Categories: Articles

When We Switch From Free To Paid

When it comes to the troubles of the newspaper and magazine industry, the greater debate always comes full circle to when/how they will begin to charge for content. Some people call it crazy, others think there is no choice, but how will the general mass population react?

Vanity Fair has a great article in their November 2009 issue titled, Rupert to Internet: It’s War! Journalist Michael Wolff dissects Rupert Murdoch and his plans to change News Corp.‘s current online practices of giving the content away for free to a paid model:

"From the failure of Delphi, one of the first public-access Internet providers, in 1993, to iGuide, the precursor to Yahoo and Google, which closed within months of its launch, to his son James’s aborted Internet-investing spree in the late 90s, to the great promise of MySpace, which was shortly flattened by Facebook, to the second launch of Pagesix.com, which Murdoch closed this year, after four months of operation, Murdoch’s Internet starts and stops have engendered at News Corp., in the description of Peter Bale, who once ran the Web site of The Times of London and now runs MSN in the U.K., a relative ‘fear or abhorrence of technology.’"

Is it really about the Internet and these new Digital channels or have we got it all wrong?

There’s no doubt that many people are opting for their laptops and Google News in the morning over the local newspaper, but the shift away from reading the news is as old as the advent of radio, TV and whatever else came after that. For years, educational facilities and the book publishing industry have been complaining that the activity of reading keeps dropping year over year. Couple that with the advent of many new and interesting media channels (and yes, this includes the Internet) and you don’t really have a digitization of the newspaper industry that is killing it, you simply have more choices and options for the average consumer than ever before.

Newspaper have never been heavily into the concept of innovation.

They always owned a large portion of the local market and that’s what attracted (and continues to attract) most advertisers. My guess is that newspaper publishers saw the Internet as an additional distribution channel to demonstrate the quality of their content and get the mass public interested in buying their paper products. When that conversion never came to be, and the realization set in that people were more than fine with just reading the news online or grabbing some quick headlines from an iPhone app, the game needed to be changed again.

It’s been documented and debated to death.
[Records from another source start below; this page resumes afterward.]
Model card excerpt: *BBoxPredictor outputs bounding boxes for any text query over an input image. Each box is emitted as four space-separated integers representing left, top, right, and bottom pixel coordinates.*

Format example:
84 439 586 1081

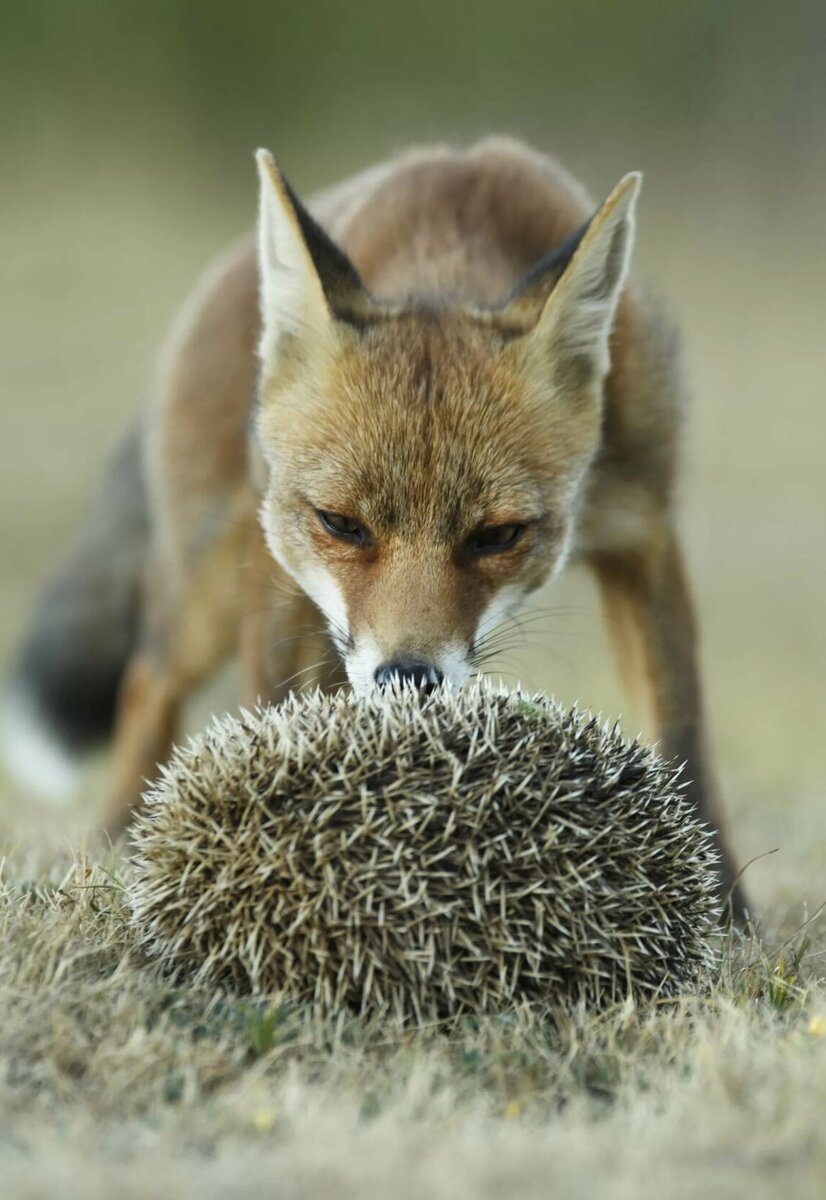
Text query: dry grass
0 860 826 1200
0 145 826 1200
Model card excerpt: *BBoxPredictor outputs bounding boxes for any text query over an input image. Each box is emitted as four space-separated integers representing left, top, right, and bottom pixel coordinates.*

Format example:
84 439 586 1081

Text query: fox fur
1 138 744 914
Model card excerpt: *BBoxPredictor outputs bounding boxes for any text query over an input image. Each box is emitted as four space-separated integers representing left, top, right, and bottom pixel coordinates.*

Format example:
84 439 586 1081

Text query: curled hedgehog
131 683 719 1021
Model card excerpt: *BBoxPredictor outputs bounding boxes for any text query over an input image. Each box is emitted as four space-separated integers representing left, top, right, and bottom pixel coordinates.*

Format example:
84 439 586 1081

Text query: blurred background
0 0 826 914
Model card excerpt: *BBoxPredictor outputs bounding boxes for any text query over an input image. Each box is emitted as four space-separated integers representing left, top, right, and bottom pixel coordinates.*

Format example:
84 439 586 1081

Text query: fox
6 137 747 919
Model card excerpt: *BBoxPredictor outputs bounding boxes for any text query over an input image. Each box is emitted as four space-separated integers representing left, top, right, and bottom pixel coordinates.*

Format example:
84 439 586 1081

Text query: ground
0 152 826 1200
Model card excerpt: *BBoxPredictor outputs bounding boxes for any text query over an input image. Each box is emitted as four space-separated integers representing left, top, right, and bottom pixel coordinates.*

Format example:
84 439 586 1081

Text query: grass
0 858 826 1200
0 151 826 1200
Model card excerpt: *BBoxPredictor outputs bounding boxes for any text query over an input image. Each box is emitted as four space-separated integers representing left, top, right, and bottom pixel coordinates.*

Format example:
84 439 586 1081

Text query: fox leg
592 522 747 922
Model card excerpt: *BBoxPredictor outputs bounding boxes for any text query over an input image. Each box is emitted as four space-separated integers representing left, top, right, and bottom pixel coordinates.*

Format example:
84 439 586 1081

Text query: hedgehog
130 683 719 1022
Whether the newspaper and magazine industry made the right choices is not as important as the business choices they are about to make. If they choose to charge for the content that has been free for almost 15 years now, they’re sure to have some semblance of a revenue stream, but there will be other media companies who might come along and offer up that content again for free (and figure out some other kind of revenue model beyond paid subscription). If they choose to no longer let companies like Google serve up their content in their generic search results, fewer people will be exposed to those traditional media brands. If they leave things as they are, they are somewhat stuck in a model where there is a tremendous amount of Internet traffic but not enough advertising interest to support it.

How can you charge for something that was free?

Simply put, you can’t. But, you can charge for premium, new and different kinds of content. Perhaps if these newspaper and magazine publishers actually embrace the idea that "publishing" online is more than just copying and pasting your traditional media text onto the Internet, there may be many new and interesting money making ventures ahead of them (at first glance, charging for a great iPhone app is one, small way). From audio, video, images and yes, text, to a better understanding as to how tools and platforms like Blogging and Twitter are moving us ever-closer to a real-time publishing world, perhaps these publishers can really start developing and marketing new publishing tools and pieces of content for the Internet, mobile and whatever new digital platforms are going to be developed in the coming years?

Publishers need to understand that the future of publishing is not about charging for what they used to create, but rather charging for newer types of publishing platforms and pieces of content we can’t (and couldn’t) get somewhere else.